I can't make sense of that

sorry its theta=45 degrees for both questions

To determine whether the electron will strike one of the plates or leave the space between the plates, we need to analyze the motion of the electron in the electric field.

Let's break down the problem:

A. Initial conditions:
- Electric field magnitude: E = 3.00 × 10^3 N/C (pointing upward)
- Plate length: L = 4 cm (or 0.04 m)
- Plate separation: d = 2.00 cm (or 0.02 m)
- Initial velocity magnitude: v0 = 6.93 × 10^6 m/s
- Initial angle: φ = 45° (with respect to the lower plate)

We can start by calculating the acceleration experienced by the electron due to the electric field.
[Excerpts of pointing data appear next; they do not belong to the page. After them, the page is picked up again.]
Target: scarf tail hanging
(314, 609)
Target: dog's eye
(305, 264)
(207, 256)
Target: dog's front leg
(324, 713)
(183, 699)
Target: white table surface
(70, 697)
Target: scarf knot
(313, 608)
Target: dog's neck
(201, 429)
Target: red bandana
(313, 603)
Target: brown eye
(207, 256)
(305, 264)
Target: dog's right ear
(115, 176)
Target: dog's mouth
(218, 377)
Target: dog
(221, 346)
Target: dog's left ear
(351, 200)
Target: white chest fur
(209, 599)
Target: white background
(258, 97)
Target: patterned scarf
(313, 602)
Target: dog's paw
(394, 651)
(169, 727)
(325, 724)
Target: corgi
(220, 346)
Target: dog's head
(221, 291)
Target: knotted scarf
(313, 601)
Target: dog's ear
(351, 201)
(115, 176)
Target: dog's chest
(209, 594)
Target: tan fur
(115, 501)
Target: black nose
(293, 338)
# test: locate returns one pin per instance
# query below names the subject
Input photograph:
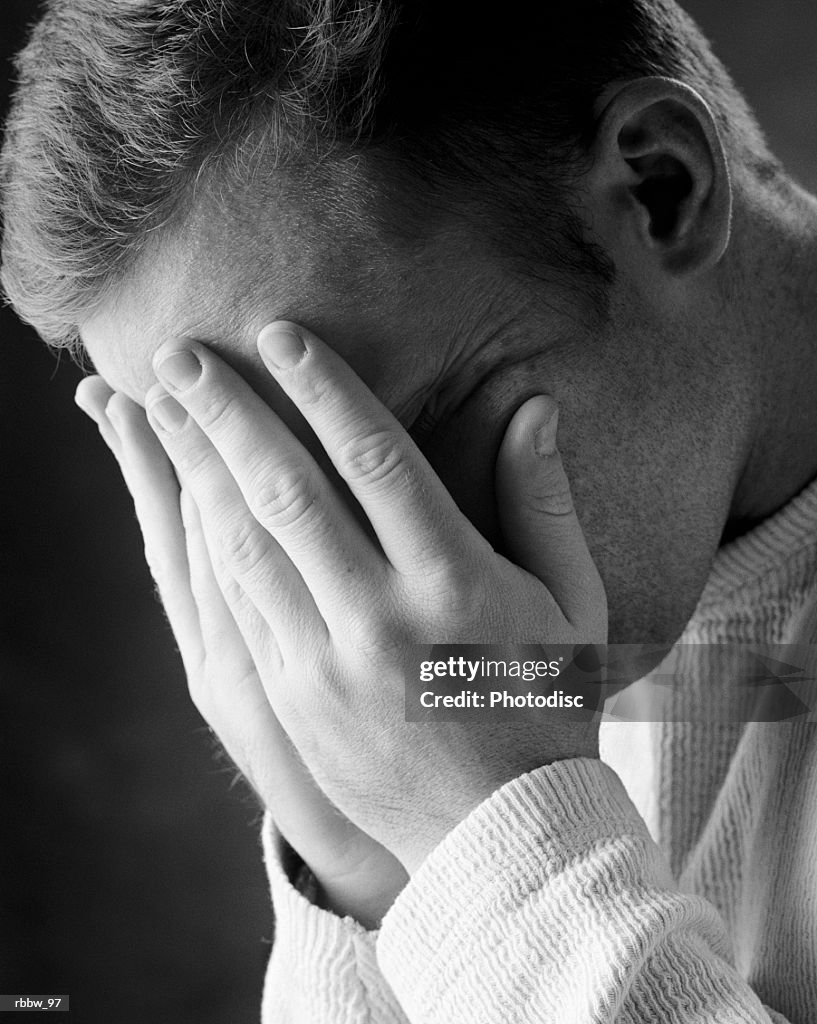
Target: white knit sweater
(687, 894)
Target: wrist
(367, 895)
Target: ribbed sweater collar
(766, 551)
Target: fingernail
(168, 414)
(85, 407)
(545, 438)
(282, 346)
(179, 370)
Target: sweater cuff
(458, 906)
(323, 968)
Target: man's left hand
(335, 606)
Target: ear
(660, 176)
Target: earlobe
(660, 166)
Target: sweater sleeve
(551, 902)
(324, 968)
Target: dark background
(130, 873)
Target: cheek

The electric force on the electron is given by:

F = q * E

where q is the charge of the electron. Since an electron has a negative charge (e = -1.6 × 10^-19 C), the force will be downward. Therefore, we need to consider the magnitude of the electric field:

F = q * |E|

The mass of an electron is m = 9.11 × 10^-31 kg. We can calculate the acceleration (a) using Newton's second law:

a = F / m

Plugging in the values:

a = (q * |E|) / m

Now we can calculate the acceleration magnitude:

a = (e * |E|) / m

Next, we need to determine the time it takes for the electron to travel between the plates. Assuming the motion is purely horizontal (as the electric field is vertical), we can use kinematic equations.

The horizontal distance traveled (x) can be calculated using the equation:

x = v0 * t

where t is the time.

To find t, we need to determine the time it takes to travel the vertical distance (y) between the plates. Using the equation:

y = 0.5 * a * t^2

and since the initial vertical velocity (v0y) is 0 (as the initial angle is with respect to the horizontal):

y = 0.5 * a * t^2

We can solve this equation for t:

t = sqrt((2 * y) / a)

If the time t is greater than time taken for the electron to move horizontally, the electron will strike one of the plates. Otherwise, it will leave the space between the plates.

To find the horizontal distance from the left edge of the lower plate, we can substitute the value of t into the equation:

x = v0 * t

We can now perform this analysis for both parts of the problem:

A. For the given initial conditions:

- Calculate acceleration: Calculate a using a = (e * |E|) / m
- Calculate time to travel vertically: t = sqrt((2 * y) / a)
- Calculate horizontal distance: x = v0 * t
- If x is greater than L (0.04 m), the electron strikes one of the plates. Otherwise, record the vertical position as the answer.

B. Repeat the same steps for the given initial conditions in part B.

By calculating the above values and comparing them to the given conditions, we can determine whether the electrons will strike the plates or leave the space between them.